Séminaire 1 : Mardi 4 mars 2025
« Le Théâtre des idées » au carrefour naturaliste-symboliste : le théâtre moderne et le cinéma impressionniste (ou le faux idéal du cinéma contre le théâtre)
En partant de la disjonction historique paradoxale entre film et théâtre dans le discours critique sur le cinéma français des années 1920, cette présentation examine l'influence de la scénographie théâtral Moderniste, et plus spécifiquement Symboliste (principalement de Lugné-Poe, avec ses alliés synthétiste) sur les acteurs ou critiques dramatiques-devenues-cinéastes, comme Germaine Dulac et Marcel L’Herbier, ou encore Louis Delluc et Abel Gance.
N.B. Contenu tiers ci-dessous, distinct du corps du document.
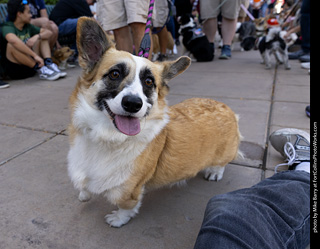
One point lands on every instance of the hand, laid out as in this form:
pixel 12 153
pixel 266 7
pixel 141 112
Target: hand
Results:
pixel 39 60
pixel 30 43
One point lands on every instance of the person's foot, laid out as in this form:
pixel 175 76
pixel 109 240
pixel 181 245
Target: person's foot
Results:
pixel 55 68
pixel 308 111
pixel 4 84
pixel 305 58
pixel 225 52
pixel 292 144
pixel 305 65
pixel 47 74
pixel 296 55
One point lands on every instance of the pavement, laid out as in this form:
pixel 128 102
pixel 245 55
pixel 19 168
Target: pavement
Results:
pixel 39 206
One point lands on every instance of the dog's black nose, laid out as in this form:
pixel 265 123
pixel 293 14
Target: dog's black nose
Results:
pixel 131 103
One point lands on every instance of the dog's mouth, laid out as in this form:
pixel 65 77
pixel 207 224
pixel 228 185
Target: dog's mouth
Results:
pixel 128 125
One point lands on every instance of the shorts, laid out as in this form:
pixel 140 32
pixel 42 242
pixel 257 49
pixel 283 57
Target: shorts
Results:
pixel 211 8
pixel 115 14
pixel 17 71
pixel 245 3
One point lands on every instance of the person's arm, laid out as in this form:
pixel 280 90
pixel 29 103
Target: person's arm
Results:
pixel 23 48
pixel 44 34
pixel 44 13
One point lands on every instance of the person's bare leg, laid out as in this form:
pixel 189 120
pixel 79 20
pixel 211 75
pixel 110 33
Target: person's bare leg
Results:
pixel 17 57
pixel 123 39
pixel 44 49
pixel 138 33
pixel 228 29
pixel 210 28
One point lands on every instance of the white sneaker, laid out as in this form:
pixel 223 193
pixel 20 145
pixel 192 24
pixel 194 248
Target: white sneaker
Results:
pixel 55 68
pixel 47 74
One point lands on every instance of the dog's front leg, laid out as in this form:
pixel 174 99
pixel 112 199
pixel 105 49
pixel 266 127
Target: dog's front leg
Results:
pixel 122 216
pixel 128 205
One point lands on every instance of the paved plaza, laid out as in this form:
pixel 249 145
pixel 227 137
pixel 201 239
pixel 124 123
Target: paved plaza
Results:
pixel 39 206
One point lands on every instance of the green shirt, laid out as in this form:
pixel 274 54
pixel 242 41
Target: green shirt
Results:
pixel 27 32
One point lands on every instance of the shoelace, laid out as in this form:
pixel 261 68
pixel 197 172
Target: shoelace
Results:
pixel 291 156
pixel 55 67
pixel 46 70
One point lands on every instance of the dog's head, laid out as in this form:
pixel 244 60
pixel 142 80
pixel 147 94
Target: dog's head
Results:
pixel 120 88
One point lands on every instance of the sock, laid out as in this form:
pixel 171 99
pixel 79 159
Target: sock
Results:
pixel 304 166
pixel 36 67
pixel 47 61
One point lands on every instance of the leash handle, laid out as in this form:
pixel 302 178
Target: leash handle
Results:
pixel 146 40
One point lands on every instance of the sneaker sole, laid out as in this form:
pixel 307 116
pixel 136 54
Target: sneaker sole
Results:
pixel 57 76
pixel 224 57
pixel 282 133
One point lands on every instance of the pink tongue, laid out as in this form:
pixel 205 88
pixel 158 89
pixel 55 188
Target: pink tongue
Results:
pixel 128 125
Au centre du carrefour « naturalo-symboliste », un dualisme stylistique préfigure l’hybridité du cinéma impressionniste (dans son alliance d’une fondation réaliste et d’une structure symboliste ou associative). Ces formes dramaturgiques et chorographiques serviront de modèle important non seulement pour les nouvelles relations auteur-spectateur, mais aussi pour la minimisation ou l’abstraction de l’intrigue, des décors, et de la performance pour les pionniers de la première avant-garde française.
Séminaire 2 : Mardi 11 mars 2025
« L’Idée en mouvement » : mobilités intermédiales, chorégraphies symbolistes et liberté sexuelle : Isadora Duncan, la danse moderne et les avant-gardes françaises des années 1920
À l’instar des gestes symbolistes et de la mise en scène du théâtre symboliste paneuropéen, les chorégraphies des danseurs modernes migrants ont joué un rôle crucial en préparant le terrain pour les premières pratiques « suggestives » et socialement progressistes des artistes des avant-gardes cinématographiques françaises. Alors qu’ Isadora Duncan (aux côtés de Loïe Fuller) — avec ses liens au théâtre symboliste — s'autorisait à peine à apparaître au cinéma, son modernisme — qui allie la nature et l’expressivité au corps social — constitue un modèle cinématographique génératif. Cette présentation explore l'influence de la danseuse américaine (avec ses « Isadorables ») et de ses disciples, Stasia Napierkowska, Ida Rubinstein et Djemil Anik, comme interprètes ou modèles de figuration et d'abstraction pour l'avant-garde française des années 1920.
Séminaire 3 : mardi 18 mars 2025
« Faire sentir l'idée » : Sensations symbolistes et le défi du synthétiste face à la spécificité cinématographique dans les avant-gardes 1920
À une époque où le nouveau médium était plus proche que jamais de remplir la promesse de la perspective grâce à la profondeur de champ cinématographique, le cinéma cherchait son inspiration dans l’abstraction des arts symbolistes. Des thèmes psychologiques véhiculés par un jeu entre surface et profondeur, premier plan et arrière-plan, contemplation abstraite et immersion perceptuelle, ont fourni un modèle dramaturgique et un spectateur crucial pour les cinéastes des années 1920 que nous explorons ici. La scénographie symboliste anticipait un large éventail de tendances cinématographiques expérimentales des années 1920 – du dadaïsme (Paris qui dort de René Clair en 1923) au surréalisme (La Coquille et le clergyman de Germaine Dulac, 1927), et de l’impressionnisme à l'abstraction. Elle annonçait un dualisme stylistique — ancré dans les cultures visuelles du naturalisme et du symbolisme — qui s'étend du réalisme poétique et de la nouvelle vague française au nouvel extrémisme français.